On May 8, Stuart Peterson and two other men robbed the F&J Food Mart on Biltmore Avenue at gunpoint. A witness to the gang-related heist described their vehicle to police, and all three were soon caught and charged with armed robbery. It was Peterson's first felony arrest.
But those who know the 20-year-old Asheville resident report that in the ensuing months, something unusual happened: Peterson got his life straight.
"He had done better since his arrest than he had in years," his mother, Michelle Peterson, told Xpress. "We had some difficult times when he was younger — he didn't want to work; he wanted to run the streets. But since he'd gotten into trouble, he'd changed so much: how he handled situations, his maturity. He knew what he had done was wrong. He had completely turned his life around."
Peterson began seeing a therapist, entered a substance-abuse treatment program and started working with Asheville Green Opportunities, a nonprofit that places unemployed youth in green jobs. Those who worked alongside him say he became a model leader, contributing to various projects around the area.
"He was so excited about being an architect, about trying to build greener homes," his mother recalls, and he was planning to weatherize their own apartment.
Peterson also made presentations to juvenile offenders, urging them to stay away from the lifestyle he had once embraced.
"I was moved by the number of juveniles who indicated to me that they wanted to make better choices after listening to Stuart speak," Kimberly Simpkins, a juvenile-justice counselor who observed two of Peterson's presentations, wrote in a letter pleading for leniency in his case.
Co-workers, who note that Peterson was part of an "extended family" at Asheville GO, say the tales of his former life were hard to believe.
"I knew he'd done some bad stuff," GO member Kelvin Bonilla recalls. "But Stu was cool; he was this laid-back guy. I cannot see him going in and robbing someone, and then I heard that's what he had gotten in trouble for. Definitely he'd changed so much."
During Peterson's Nov. 19 trial, seven people testified to Superior Court Judge James Downs about the defendant's redemption. In addition to family members, they included his therapist; GO co-founder Dan Leroy; a juvenile whom Peterson had helped; and Detective Louis Tomasetti of the Asheville Police Department's Gang Suppression Unit.
But apparently, Judge Downs wasn't moved. Although he did rule that Peterson's "local support network" and acceptance of responsibility for his crime were mitigating factors, he still sent the young man to prison for 44 months.
"It was a really unexpected decision," says his mother, who now wears a black shirt proclaiming "Free Stuart Peterson!" While her son had accepted that he'd have to do time, she'd figured that his post-arrest efforts would be taken into account.
"We knew there was potential for him to get what he got, but we were thinking along the lines of a short prison sentence and a long probation. I just feel slighted by the court system. There are other cases where there's the exact same charges and the other person got nine months in jail [and] five years' probation.
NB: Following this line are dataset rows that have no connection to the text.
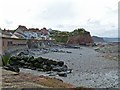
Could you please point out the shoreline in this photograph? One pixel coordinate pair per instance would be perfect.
(90, 69)
(27, 80)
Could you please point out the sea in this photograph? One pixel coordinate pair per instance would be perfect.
(109, 40)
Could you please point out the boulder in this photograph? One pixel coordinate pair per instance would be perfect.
(62, 74)
(60, 63)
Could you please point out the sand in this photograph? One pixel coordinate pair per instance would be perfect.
(90, 69)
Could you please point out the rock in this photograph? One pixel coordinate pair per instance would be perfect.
(80, 37)
(60, 63)
(62, 74)
(33, 68)
(12, 68)
(68, 52)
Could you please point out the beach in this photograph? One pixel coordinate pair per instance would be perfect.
(90, 68)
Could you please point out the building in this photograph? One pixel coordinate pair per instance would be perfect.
(9, 44)
(32, 33)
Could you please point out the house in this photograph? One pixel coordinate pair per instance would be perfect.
(9, 44)
(31, 33)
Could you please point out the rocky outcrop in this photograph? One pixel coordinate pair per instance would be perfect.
(97, 39)
(81, 37)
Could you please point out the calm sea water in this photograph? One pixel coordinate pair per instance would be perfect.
(112, 39)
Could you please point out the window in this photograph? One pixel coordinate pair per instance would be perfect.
(9, 43)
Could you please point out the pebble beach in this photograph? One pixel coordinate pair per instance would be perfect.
(90, 69)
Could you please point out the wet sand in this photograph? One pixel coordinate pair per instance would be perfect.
(90, 69)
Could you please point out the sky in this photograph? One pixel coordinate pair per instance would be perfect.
(99, 17)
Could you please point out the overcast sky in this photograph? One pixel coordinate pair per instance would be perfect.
(99, 17)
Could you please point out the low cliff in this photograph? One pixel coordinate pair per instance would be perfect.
(80, 37)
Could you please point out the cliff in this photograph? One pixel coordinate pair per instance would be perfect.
(80, 37)
(97, 39)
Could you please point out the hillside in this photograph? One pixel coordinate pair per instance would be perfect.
(78, 36)
(97, 39)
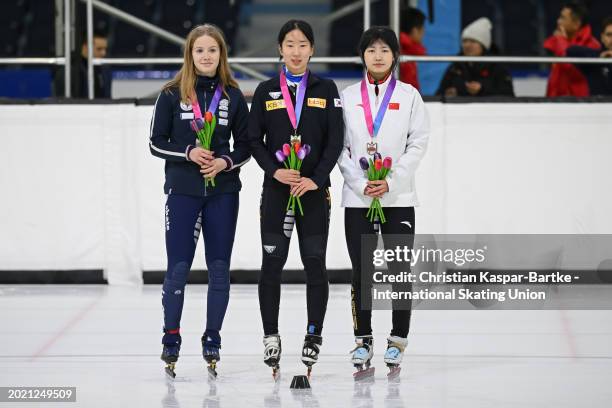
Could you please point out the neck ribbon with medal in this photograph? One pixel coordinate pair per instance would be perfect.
(293, 153)
(204, 126)
(377, 169)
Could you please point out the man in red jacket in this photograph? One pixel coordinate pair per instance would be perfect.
(413, 21)
(572, 29)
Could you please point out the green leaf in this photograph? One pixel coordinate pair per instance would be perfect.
(213, 125)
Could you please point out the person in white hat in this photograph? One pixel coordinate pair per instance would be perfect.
(476, 79)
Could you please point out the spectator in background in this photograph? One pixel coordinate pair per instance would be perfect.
(476, 78)
(102, 73)
(572, 29)
(599, 76)
(411, 44)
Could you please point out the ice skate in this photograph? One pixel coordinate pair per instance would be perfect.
(272, 353)
(394, 354)
(210, 352)
(310, 351)
(362, 357)
(170, 352)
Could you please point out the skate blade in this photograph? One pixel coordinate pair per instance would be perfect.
(394, 372)
(364, 374)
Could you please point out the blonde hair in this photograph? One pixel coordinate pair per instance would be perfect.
(185, 79)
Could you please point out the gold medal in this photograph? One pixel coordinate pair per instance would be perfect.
(295, 139)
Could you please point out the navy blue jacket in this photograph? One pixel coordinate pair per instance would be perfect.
(599, 76)
(172, 139)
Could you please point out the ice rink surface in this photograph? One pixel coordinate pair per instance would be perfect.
(106, 342)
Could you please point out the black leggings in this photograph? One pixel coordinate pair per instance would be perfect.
(276, 229)
(400, 220)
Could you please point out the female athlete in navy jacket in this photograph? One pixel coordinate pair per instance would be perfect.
(204, 84)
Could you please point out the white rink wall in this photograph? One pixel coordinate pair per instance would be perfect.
(80, 189)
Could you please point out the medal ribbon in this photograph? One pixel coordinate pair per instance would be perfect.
(373, 127)
(213, 103)
(299, 98)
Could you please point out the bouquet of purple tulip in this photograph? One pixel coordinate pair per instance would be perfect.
(377, 169)
(204, 128)
(292, 157)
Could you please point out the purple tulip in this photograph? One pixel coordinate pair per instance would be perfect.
(280, 156)
(286, 149)
(363, 162)
(387, 162)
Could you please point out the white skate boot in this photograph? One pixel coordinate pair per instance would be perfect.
(394, 354)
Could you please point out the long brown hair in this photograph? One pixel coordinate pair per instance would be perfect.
(185, 79)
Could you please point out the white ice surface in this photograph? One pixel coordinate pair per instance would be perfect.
(106, 342)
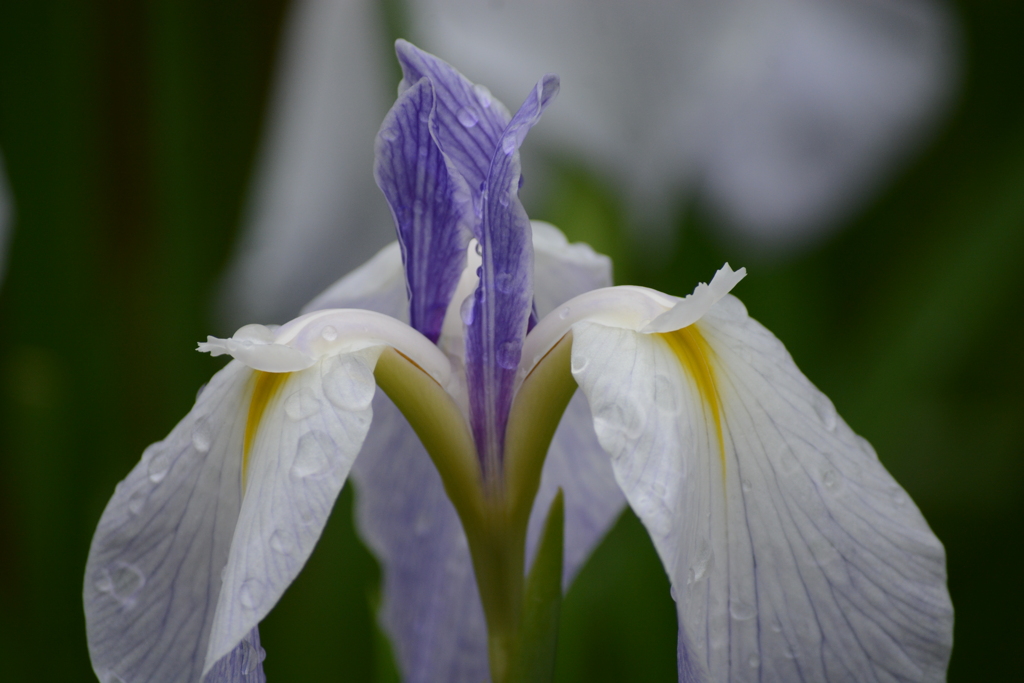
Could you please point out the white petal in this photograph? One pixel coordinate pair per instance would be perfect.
(793, 553)
(562, 270)
(378, 285)
(310, 432)
(314, 211)
(153, 577)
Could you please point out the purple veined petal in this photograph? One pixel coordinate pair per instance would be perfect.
(467, 123)
(431, 606)
(243, 665)
(503, 300)
(431, 207)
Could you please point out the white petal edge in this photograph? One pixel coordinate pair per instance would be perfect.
(793, 553)
(153, 575)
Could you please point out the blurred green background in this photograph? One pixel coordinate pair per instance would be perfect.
(129, 130)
It seems like there's no equality at all."
She's now looking for a way to get the justice system to reopen the case and reconsider the ruling.
One of the purposes of Asheville GO, notes Leroy, is to present alternatives to incarceration for those who want to change their lives; sentences such as the one dished out to Peterson, Leroy maintains, undermine that work.
"When we interviewed Stu, he so clearly recognized he'd made mistakes, but he wanted to do something different," remembers Leroy. "He really dug deep and overcame his own fears; he has tremendous leadership potential."
GO member Jamison Dickerson also feels the ruling sends the wrong message to those in Peterson's situation.
"You can pull up countless instances where someone's done something and hasn't really tried to right their wrongs," says Dickerson. "It sends a mixed message when you have someone who's worked so hard to change the outcome of their life, and it's like it didn't matter. When you're dealing with disadvantaged youth, the lesson doesn't hit until you learn the lesson or you've been around someone who's experienced it, who has that credibility. Stu is a very valuable person in that respect, because he's been [down] that road, and he's changed."
By coincidence, just after sentencing Peterson, Judge Downs heard the case of Charles Alexander Diez, the former Asheville firefighter who fired on cyclist Alan Simons in July. At the time, Simons was walking away from a confrontation started by Diez, who narrowly missed shooting the cyclist in the head. In court, Diez claimed it was a "warning shot."
After hearing testimony about Diez's good character from former colleagues, Downs suspended most of the defendant's 15- to 27-month sentence. He will spend four months in prison.
Leroy, meanwhile, feels Peterson's sentence doesn't do justice to the contribution he was making and could have continued to make. "There's a void in this community," says Leroy. "There was no one who had the life experience he had, with the sort of involvement in gang activity, that could speak to young people, that related to them. He had the potential to play a role that nobody else has yet played."
Peterson's former co-workers also fear what prison may do to him.
"If he stays for the duration of his sentence, he's going to be a different person," Dickerson predicts.